The ability to “virtualize” is critical for operators evolving toward ThinkingNetworks™.

Network Function Virtualization (NFV) implementations and virtualization of the Evolved Packet Core (EPC), as well as systems outside the EPC (e.g., billing), can significantly reduce network costs and help operators become more efficient in matching resources to network and service demands. NFV gives service providers the ability to elastically assign compute and storage resources through a software-only approach.

Assigning resources only where needed is important when it comes to Diameter network elements, especially the Diameter Signaling Router (DSR) and Policy Server (PCRF), which have to be “cloud ready” in order to successfully control LTE EPC functions.

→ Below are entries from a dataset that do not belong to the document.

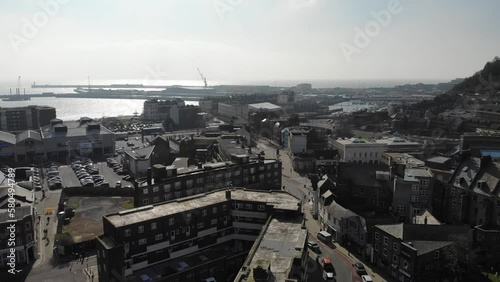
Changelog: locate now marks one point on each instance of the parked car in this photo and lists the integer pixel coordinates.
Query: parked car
(313, 246)
(366, 278)
(328, 270)
(360, 268)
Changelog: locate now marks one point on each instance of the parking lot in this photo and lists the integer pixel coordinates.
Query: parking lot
(70, 179)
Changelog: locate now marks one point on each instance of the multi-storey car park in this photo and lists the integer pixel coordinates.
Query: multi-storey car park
(166, 183)
(207, 235)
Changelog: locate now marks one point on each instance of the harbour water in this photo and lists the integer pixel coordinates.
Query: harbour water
(352, 106)
(73, 109)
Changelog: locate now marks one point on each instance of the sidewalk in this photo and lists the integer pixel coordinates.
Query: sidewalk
(313, 228)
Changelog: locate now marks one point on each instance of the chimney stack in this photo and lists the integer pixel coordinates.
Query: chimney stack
(149, 174)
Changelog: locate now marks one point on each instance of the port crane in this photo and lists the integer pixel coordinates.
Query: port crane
(203, 77)
(18, 85)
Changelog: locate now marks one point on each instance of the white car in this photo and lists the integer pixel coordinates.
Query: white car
(366, 278)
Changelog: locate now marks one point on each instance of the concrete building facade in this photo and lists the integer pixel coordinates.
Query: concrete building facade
(172, 241)
(167, 182)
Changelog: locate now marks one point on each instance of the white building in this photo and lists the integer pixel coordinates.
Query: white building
(370, 151)
(297, 141)
(264, 107)
(158, 110)
(230, 110)
(359, 150)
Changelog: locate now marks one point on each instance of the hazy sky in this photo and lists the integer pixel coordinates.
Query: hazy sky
(245, 40)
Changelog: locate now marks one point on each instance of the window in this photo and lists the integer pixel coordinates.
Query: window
(166, 188)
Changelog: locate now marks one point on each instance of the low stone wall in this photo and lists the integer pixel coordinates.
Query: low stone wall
(99, 191)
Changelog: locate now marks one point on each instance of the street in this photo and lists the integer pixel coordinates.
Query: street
(300, 187)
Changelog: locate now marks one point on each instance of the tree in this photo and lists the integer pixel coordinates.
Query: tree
(293, 120)
(168, 123)
(461, 256)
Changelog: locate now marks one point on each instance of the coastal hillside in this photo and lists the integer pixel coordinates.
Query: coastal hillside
(486, 79)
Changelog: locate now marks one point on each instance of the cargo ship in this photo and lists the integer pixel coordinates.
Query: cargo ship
(10, 98)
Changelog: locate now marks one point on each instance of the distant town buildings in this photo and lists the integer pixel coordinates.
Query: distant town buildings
(182, 115)
(370, 151)
(18, 119)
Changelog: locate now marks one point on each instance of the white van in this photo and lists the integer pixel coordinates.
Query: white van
(325, 237)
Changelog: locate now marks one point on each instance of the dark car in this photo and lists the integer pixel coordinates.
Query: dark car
(313, 246)
(360, 268)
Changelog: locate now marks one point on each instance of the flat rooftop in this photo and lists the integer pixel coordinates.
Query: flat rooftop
(264, 106)
(87, 222)
(21, 212)
(75, 129)
(282, 242)
(384, 141)
(278, 199)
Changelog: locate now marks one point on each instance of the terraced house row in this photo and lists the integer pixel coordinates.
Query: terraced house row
(206, 235)
(165, 183)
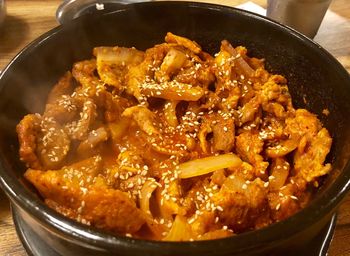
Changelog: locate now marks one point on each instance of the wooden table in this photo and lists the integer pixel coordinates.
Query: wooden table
(27, 19)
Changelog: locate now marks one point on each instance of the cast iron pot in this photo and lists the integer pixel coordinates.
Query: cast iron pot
(316, 81)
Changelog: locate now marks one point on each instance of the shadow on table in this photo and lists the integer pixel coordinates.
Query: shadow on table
(12, 33)
(4, 205)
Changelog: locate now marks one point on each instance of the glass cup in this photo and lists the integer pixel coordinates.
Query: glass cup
(303, 15)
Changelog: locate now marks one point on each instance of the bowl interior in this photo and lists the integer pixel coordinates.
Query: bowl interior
(316, 80)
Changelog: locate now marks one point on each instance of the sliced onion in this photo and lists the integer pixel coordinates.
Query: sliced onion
(206, 165)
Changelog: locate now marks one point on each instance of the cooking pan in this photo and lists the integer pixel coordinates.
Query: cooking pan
(316, 81)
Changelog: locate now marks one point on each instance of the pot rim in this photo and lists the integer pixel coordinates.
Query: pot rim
(316, 210)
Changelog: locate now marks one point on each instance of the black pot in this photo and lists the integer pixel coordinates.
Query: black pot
(316, 81)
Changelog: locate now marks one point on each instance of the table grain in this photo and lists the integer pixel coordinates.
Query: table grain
(28, 19)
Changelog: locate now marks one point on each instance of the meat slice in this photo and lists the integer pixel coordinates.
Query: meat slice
(191, 45)
(27, 131)
(143, 117)
(249, 146)
(87, 200)
(63, 87)
(242, 204)
(309, 160)
(43, 142)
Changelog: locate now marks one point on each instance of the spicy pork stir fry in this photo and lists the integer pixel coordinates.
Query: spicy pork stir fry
(173, 143)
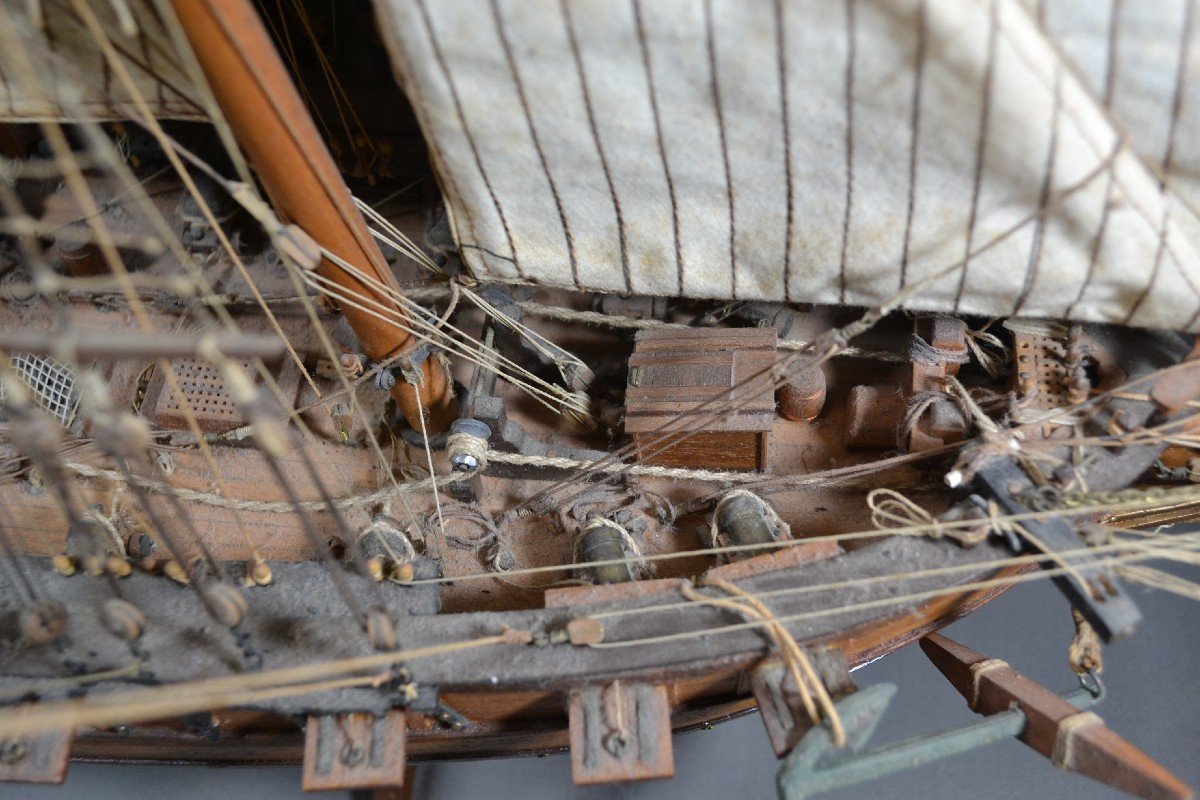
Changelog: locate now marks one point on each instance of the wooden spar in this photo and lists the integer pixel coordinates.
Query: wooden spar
(1072, 739)
(274, 128)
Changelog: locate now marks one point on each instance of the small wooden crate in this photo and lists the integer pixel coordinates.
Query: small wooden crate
(673, 371)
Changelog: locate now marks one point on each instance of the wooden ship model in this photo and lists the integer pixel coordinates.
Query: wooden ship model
(413, 378)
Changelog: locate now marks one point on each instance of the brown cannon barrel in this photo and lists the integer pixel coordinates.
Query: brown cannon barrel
(274, 128)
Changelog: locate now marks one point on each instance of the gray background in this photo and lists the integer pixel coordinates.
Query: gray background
(1153, 690)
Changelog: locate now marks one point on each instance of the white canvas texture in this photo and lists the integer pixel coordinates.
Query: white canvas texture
(827, 151)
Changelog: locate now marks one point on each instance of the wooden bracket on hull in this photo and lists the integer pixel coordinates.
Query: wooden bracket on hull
(619, 732)
(778, 699)
(35, 759)
(354, 751)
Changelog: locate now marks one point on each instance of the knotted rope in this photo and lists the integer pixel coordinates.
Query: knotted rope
(810, 689)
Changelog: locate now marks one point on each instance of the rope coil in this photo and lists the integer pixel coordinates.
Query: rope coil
(468, 444)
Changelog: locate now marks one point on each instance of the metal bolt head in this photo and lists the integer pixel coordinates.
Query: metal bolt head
(463, 462)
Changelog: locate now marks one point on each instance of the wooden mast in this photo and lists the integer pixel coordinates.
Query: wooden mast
(258, 98)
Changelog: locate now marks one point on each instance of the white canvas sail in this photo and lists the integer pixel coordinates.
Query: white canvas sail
(799, 150)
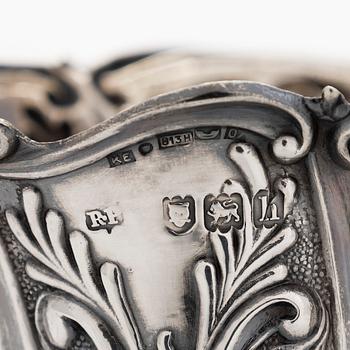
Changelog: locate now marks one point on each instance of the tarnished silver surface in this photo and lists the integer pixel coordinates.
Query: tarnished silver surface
(215, 217)
(51, 103)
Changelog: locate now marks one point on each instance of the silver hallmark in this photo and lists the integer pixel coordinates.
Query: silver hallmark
(236, 240)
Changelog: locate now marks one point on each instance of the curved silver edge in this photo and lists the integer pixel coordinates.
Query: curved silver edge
(24, 158)
(340, 301)
(15, 328)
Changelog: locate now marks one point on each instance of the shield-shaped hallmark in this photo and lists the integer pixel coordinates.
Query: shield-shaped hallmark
(179, 214)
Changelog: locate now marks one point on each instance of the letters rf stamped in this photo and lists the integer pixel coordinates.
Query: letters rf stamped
(229, 232)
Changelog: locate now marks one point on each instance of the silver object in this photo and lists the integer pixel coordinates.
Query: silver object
(215, 217)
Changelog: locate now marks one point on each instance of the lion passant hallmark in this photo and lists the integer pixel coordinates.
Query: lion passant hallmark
(207, 219)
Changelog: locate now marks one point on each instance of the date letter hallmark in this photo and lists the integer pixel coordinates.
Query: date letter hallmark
(103, 219)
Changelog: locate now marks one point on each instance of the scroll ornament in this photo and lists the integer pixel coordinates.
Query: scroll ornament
(240, 289)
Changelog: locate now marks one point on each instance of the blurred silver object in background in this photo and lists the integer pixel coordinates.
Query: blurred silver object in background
(51, 103)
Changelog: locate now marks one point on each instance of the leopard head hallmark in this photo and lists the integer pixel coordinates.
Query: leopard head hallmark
(179, 214)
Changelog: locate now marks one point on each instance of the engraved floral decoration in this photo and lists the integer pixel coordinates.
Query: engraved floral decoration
(243, 296)
(242, 289)
(96, 301)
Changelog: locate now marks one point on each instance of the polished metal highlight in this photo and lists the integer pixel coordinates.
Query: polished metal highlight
(214, 217)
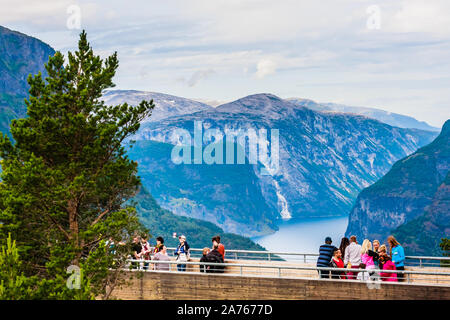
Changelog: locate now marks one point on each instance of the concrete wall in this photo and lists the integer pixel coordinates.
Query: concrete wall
(183, 286)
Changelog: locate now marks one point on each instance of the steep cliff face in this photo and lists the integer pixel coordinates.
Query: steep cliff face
(227, 195)
(164, 223)
(325, 159)
(20, 55)
(414, 185)
(422, 235)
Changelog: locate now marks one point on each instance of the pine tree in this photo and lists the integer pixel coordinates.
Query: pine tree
(66, 177)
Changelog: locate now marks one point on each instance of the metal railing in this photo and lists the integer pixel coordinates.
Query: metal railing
(412, 261)
(372, 276)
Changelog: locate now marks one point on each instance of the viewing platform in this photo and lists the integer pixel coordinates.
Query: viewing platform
(255, 275)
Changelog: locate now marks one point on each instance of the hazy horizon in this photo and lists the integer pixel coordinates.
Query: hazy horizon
(383, 55)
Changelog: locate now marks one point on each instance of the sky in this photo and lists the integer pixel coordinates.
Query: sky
(388, 54)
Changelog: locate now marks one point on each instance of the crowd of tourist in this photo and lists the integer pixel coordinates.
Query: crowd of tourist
(142, 255)
(370, 256)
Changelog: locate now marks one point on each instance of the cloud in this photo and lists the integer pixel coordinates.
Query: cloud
(197, 76)
(264, 68)
(317, 49)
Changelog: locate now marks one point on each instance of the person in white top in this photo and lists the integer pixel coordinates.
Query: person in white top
(352, 257)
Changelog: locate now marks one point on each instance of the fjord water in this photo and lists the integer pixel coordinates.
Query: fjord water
(304, 235)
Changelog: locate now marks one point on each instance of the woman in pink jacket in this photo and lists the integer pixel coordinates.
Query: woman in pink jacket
(387, 265)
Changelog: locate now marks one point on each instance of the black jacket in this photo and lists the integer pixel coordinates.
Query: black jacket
(214, 257)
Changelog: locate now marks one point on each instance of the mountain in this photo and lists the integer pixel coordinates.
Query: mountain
(165, 105)
(393, 119)
(412, 196)
(227, 195)
(20, 55)
(325, 160)
(422, 235)
(164, 223)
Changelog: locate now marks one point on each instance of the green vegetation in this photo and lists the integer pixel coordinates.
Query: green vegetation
(445, 247)
(66, 181)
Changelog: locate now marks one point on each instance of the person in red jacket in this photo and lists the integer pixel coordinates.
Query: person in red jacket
(387, 265)
(336, 262)
(220, 247)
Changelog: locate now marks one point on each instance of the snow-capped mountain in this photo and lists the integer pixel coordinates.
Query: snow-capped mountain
(166, 105)
(393, 119)
(325, 159)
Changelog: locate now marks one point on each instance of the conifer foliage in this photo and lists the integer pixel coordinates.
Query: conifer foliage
(66, 178)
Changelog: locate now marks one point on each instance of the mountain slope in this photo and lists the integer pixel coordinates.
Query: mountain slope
(404, 193)
(20, 55)
(164, 223)
(229, 196)
(393, 119)
(325, 158)
(422, 235)
(165, 105)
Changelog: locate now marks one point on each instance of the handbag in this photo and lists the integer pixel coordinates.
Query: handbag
(182, 257)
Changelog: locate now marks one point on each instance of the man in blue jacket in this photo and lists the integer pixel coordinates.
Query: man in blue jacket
(397, 256)
(325, 254)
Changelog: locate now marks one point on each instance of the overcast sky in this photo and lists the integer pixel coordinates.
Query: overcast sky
(389, 54)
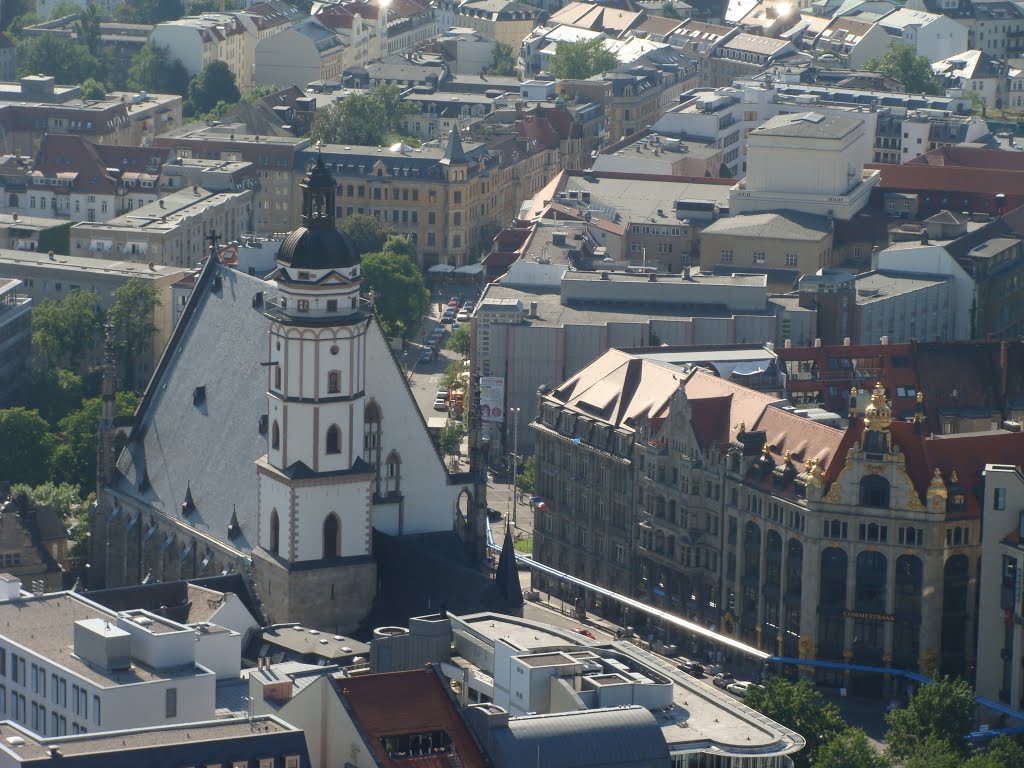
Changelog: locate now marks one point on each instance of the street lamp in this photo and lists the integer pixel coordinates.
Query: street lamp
(515, 461)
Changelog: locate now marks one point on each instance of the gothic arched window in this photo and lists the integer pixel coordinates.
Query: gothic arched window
(334, 439)
(332, 536)
(274, 531)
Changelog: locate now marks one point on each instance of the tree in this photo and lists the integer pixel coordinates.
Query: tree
(933, 753)
(74, 458)
(525, 481)
(367, 231)
(154, 70)
(502, 60)
(214, 84)
(799, 707)
(87, 29)
(579, 60)
(1003, 753)
(26, 448)
(451, 438)
(452, 378)
(67, 59)
(849, 749)
(55, 392)
(64, 497)
(400, 293)
(942, 710)
(902, 64)
(92, 88)
(459, 340)
(131, 322)
(65, 332)
(361, 118)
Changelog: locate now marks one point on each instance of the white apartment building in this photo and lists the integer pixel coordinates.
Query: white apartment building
(1000, 609)
(171, 231)
(934, 36)
(305, 53)
(70, 666)
(199, 40)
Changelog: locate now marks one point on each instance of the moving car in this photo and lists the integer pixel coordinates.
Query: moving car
(691, 668)
(723, 679)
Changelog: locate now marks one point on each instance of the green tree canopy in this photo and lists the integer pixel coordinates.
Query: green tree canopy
(68, 60)
(941, 711)
(367, 231)
(132, 324)
(849, 749)
(87, 29)
(400, 293)
(92, 88)
(65, 332)
(55, 392)
(74, 459)
(451, 438)
(799, 707)
(902, 64)
(64, 497)
(213, 85)
(26, 448)
(459, 340)
(361, 118)
(502, 60)
(154, 70)
(579, 60)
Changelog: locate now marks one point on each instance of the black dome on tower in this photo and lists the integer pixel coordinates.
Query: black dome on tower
(317, 244)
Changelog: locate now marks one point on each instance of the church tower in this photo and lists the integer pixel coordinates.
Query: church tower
(313, 562)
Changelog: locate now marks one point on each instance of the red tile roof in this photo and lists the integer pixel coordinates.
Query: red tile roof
(406, 702)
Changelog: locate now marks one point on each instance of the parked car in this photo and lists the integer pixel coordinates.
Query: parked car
(723, 679)
(691, 668)
(740, 687)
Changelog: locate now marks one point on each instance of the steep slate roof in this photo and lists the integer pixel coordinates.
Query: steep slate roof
(623, 736)
(406, 702)
(211, 448)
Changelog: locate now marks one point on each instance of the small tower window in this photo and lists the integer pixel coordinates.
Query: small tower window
(334, 439)
(274, 531)
(332, 536)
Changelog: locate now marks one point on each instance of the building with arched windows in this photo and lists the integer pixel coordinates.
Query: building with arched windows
(721, 504)
(278, 435)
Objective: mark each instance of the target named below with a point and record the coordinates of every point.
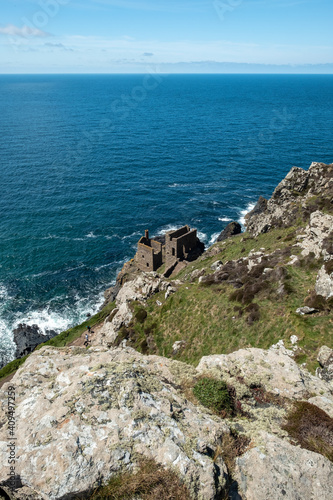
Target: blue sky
(117, 36)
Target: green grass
(62, 339)
(210, 323)
(213, 394)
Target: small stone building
(149, 255)
(179, 244)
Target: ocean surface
(88, 162)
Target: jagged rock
(325, 358)
(111, 294)
(291, 197)
(313, 240)
(140, 288)
(273, 369)
(197, 273)
(324, 283)
(27, 337)
(259, 208)
(20, 492)
(232, 229)
(276, 470)
(306, 310)
(323, 403)
(324, 355)
(85, 415)
(178, 346)
(216, 266)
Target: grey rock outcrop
(232, 229)
(290, 198)
(276, 470)
(302, 311)
(320, 228)
(85, 415)
(325, 359)
(278, 372)
(139, 289)
(324, 283)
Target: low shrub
(311, 427)
(214, 394)
(150, 482)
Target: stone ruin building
(177, 246)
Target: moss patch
(214, 394)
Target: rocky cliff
(214, 384)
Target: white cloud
(25, 31)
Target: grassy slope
(206, 319)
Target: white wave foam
(213, 238)
(7, 346)
(248, 209)
(3, 292)
(128, 236)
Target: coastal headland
(212, 382)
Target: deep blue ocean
(87, 162)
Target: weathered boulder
(217, 265)
(302, 311)
(232, 229)
(320, 227)
(325, 358)
(111, 294)
(273, 369)
(85, 415)
(276, 470)
(292, 197)
(324, 283)
(27, 337)
(139, 289)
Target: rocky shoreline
(251, 424)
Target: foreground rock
(28, 337)
(275, 470)
(85, 415)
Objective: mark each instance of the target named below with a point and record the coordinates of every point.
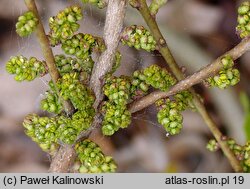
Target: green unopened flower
(115, 117)
(228, 76)
(25, 69)
(92, 159)
(64, 24)
(71, 88)
(42, 130)
(117, 89)
(212, 145)
(243, 27)
(170, 117)
(138, 37)
(51, 103)
(26, 24)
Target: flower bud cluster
(212, 145)
(138, 37)
(169, 116)
(228, 76)
(243, 27)
(51, 103)
(92, 160)
(42, 130)
(156, 5)
(72, 89)
(64, 24)
(115, 111)
(25, 69)
(26, 24)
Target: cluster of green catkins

Virtualization will essentially partition the resources of a hardware platform into unique “virtual machines.” These virtual machines replicate standalone functions currently supported on separate hardware. If more compute resources are needed to support a Diameter function, any available hardware can be chosen and a new instance of the virtual machine created by the hypervisor.

The same hardware could also be used to support instances of a policy function at the same time, if enough compute resources exist. It’s that ability to dynamically allocate additional compute and storage resources when needed – using a common pool of hardware – that makes virtualization so important.

The move to NFV implementations will mean operators expand virtual functions to support multiple regions, or extend functions to other partners as part of their cloud offerings. For example, MVNOs or multinational operators looking to put their packet core into the cloud can manage all services and countries through one implementation.

A Closer Look At NFV

At Tekelec, we have developed the Orchestrator, which determines through analytics and other inputs when additional resources are needed. The Orchestrator instructs the Virtualizer (the hypervisor) to create another instance of a function. The Virtualizer creates additional resources, and other instances of the DSR or PCRF per the Orchestrator’s instructions.

Since the Orchestrator is the function that determines what, when, and where additional compute and storage resources are needed, it goes into action when traffic levels in the Diameter network increase. It identifies the rise in traffic and determines if additional DSR or PCRF resources are needed to support the rise in traffic.

Once the Virtualizer implements the new instance of DSR or PCRF, the IP Flow Manager directs IP flows to the new instance of the function (since routing tables will not reflect newly configured hardware).

The communication and cooperation among these components gives networks the ability to expand and contract based on real-time traffic conditions. That capability will become invaluable to operators trying to balance the need for innovative services with the need to maintain network performance levels – both essential to the customer experience.

By Amir Majlesi, Technical Sales Manager

Top 5 operators Deutsche Telekom, Orange, Telecom Italia, Telefonica and Vodafone announced their decision at MWC11 in Barcelona to commercially launch Rich Communication Suite (RCS) across several European markets from late 2011. Other MNOs are expected to join this initiative. The launch will be based on a new adapted version of RCS Release 2.0, which is called RCS-e, and will be based on the use across networks of IP Multimedia Subsystem (IMS) technology, an architectural framework for delivering IP multimedia services. The idea is that mobile customers can use instant messaging (IM), live video sharing and file transfer simultaneously during calls across any device on any network operator in a simple and more intuitive way. This renewed focus is based on results from RCS trials to date and a better understanding of where operators can further enhance their offering to deliver more value to customers and complement established 3rd party services.

This is a pragmatic approach by MNOs to reduce time-to-market and stimulate roll-out of rich communication services in order to combat competitive pressures from over-the-top players. So far deployment of RCS faced two hurdles: unavailability of RCS-ready handsets and complexity of RCS interoperability between MNOs. The RCS-e initiative addresses both obstacles. RCS-e specification reduces terminal conformance requirements to core functionalities in order to ensure availability on low end devices and, therefore, boosts the market penetration curve. Strong endorsement of G5 MNOs pushes now the handset vendors to expedite introduction of RCS-ready phones or to open up their platforms to allow seamless integration of 3^rd party RCS clients into the phone’s native address book. Even Apple cannot continue to be silent about RCS anymore. On the other hand, RCS-e specification focuses on easy interoperability by making “social profile information via presence“ an optional feature. The fundamental mechanism that enables RCS-e is service or capability discovery using SIP OPTIONS. This discovery mechanism is important in that it allows users to determine what services are available before calling and allows operators to roll-out new agreed services to their own schedule. RCS-e provides an adaptive framework for deployment of additional services such as presence, social networking and location base services (LBS).

Moreover, this initiative fosters development of RCS based apps and a growing RCS ecosystem. We expect to see more innovative apps using enriched services that RCS makes possible. Think about for example how social networks, premium content providers, advertising firms, gaming or e-commerce businesses can benefit from rich services such as IM, video sharing and file transfer interoperable between all devices and networks.

Tekelec welcomes RCS-e and looks forward to working with operators on this initiative.